Meskipun secara regulasi N2O belum tercantum dalam daftar narkotika, Suyudi menekankan bahwa efek stimulan yang dihasilkan sangat berbahaya bagi kesehatan, bahkan dapat mengancam nyawa.
"Sehingga ini perlu menjadi perhatian kita semua. BNN RI tentunya juga tidak bisa bekerja sendiri, jadi kita akan terus bekerja sama dengan stakeholder yang lain untuk terus mengawasi peredaran ini karena memang secara regulasi zat ini belum diatur dalam narkotika, tapi kalau ini memiliki efek stimulan yang tinggi bahkan bisa mengakibatkan risiko kematian tentunya ini harus betul-betul kita awasi secara mendalam. Jangan sampai ini disalahgunakan oleh anak-anak kita sehingga bisa berdampak membahayakan," jelasnya.
Lebih lanjut, Suyudi membandingkan ancaman ini dengan zat etomidet yang sebelumnya juga sering disalahgunakan dalam rokok elektrik (vape), namun kini sudah berhasil dimasukkan ke dalam golongan narkotika melalui Peraturan Menteri Kesehatan (Permenkes) Nomor 15 Tahun 2025.

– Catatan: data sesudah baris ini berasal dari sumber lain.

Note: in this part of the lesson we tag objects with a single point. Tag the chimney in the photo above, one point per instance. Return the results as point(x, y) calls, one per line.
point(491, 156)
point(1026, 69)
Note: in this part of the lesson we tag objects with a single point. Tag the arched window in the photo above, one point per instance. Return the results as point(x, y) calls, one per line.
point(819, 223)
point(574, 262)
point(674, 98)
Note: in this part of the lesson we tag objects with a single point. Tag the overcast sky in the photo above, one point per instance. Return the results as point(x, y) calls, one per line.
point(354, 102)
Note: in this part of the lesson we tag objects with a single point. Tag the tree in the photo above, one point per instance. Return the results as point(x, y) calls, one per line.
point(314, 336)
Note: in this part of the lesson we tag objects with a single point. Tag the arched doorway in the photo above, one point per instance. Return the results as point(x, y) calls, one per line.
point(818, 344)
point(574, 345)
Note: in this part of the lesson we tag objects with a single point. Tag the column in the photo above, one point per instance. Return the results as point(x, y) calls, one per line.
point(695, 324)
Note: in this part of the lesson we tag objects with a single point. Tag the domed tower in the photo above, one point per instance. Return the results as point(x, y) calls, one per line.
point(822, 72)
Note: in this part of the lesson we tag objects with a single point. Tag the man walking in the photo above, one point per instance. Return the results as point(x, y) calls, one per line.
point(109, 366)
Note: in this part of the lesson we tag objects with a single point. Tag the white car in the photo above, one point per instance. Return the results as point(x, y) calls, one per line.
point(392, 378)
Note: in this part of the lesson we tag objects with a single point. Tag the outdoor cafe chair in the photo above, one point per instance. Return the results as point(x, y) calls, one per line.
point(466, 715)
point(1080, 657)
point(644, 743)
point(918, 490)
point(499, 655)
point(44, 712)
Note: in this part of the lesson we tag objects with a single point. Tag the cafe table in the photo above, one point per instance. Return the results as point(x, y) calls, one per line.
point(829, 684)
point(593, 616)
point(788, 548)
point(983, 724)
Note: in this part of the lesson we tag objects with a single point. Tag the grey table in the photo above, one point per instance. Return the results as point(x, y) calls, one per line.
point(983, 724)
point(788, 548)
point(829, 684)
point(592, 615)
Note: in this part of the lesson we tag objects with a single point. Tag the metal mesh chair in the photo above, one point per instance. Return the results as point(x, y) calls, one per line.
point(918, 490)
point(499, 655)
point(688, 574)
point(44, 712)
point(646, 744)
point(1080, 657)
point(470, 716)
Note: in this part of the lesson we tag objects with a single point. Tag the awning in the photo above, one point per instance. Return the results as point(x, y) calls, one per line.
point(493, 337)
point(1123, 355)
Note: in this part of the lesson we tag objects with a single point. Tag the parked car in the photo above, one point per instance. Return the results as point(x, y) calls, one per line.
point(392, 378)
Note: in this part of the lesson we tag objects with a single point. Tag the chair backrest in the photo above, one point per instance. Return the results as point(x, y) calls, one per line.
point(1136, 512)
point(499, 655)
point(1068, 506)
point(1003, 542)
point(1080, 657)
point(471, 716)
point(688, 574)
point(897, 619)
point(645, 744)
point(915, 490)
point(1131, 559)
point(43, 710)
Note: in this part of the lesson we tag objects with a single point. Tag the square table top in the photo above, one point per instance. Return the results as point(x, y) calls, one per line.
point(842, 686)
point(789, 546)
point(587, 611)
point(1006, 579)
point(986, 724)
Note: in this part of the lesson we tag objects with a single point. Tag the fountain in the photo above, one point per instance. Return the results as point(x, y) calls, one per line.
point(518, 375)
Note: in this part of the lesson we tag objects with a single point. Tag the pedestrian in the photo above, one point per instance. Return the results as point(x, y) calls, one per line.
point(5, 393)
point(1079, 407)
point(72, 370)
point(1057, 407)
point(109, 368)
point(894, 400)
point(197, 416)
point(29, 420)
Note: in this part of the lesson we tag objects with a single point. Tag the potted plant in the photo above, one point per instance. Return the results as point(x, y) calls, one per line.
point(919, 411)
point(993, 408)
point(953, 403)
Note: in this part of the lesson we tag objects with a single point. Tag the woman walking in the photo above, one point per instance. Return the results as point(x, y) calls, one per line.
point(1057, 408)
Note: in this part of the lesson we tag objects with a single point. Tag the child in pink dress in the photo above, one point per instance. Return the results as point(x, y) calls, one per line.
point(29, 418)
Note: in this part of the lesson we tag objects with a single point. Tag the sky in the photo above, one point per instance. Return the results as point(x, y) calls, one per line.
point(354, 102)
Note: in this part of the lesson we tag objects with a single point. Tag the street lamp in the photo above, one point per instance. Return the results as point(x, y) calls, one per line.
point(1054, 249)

"Jadi ini kan sementara ini kan masih dipakai atau digunakan secara legal untuk makanan dan medis. Nah, ini yang perlu kita jaga, kita awasi jangan sampai disalahgunakan oleh anak-anak kita, oleh masyarakat kita begitu juga dengan zat-zat lain yang berbahaya misalnya seperti etomidet. Etomidet sekarang sudah masuk dalam golongan narkotika, sudah dimasukkan ke Permenkes Nomor 15 Tahun 2025 yang ini bisa dimasukkan ke misalnya rokok-rokok elektrik. Ini juga hal yang sangat berbahaya yang bisa berdampak kepada masyarakat kita kalau disalahgunakan," paparnya.
Terkait maraknya penjualan bebas Whip Pink di media sosial yang ditujukan bukan untuk keperluan medis atau kuliner, BNN menegaskan akan memperketat pengawasan.
Baca Juga: Anggota DPR Tanya ke BNN: Whip Pink Mulai Menggejala, Masuk Narkotika atau Cuma Seperti Aibon?
Suyudi memberikan sinyal bahwa pihaknya tidak akan tinggal diam terhadap pihak-pihak yang sengaja menjual zat tersebut untuk tujuan penyalahgunaan.
"Ya ini makanya, makanya tadi kita harus awasi jangan sampai ini disalahgunakan secara sengaja untuk mencari kesenangan atau efek-efek kegembiraan sesaat terutama di tempat-tempat yang tidak semestinya," tegasnya.
Saat ditanya mengenai tindakan hukum terhadap penjual yang memfasilitasi penyalahgunaan tersebut, Kepala BNN memberikan jawaban singkat namun tegas.
"Ya itu nanti kita lihat," pungkasnya.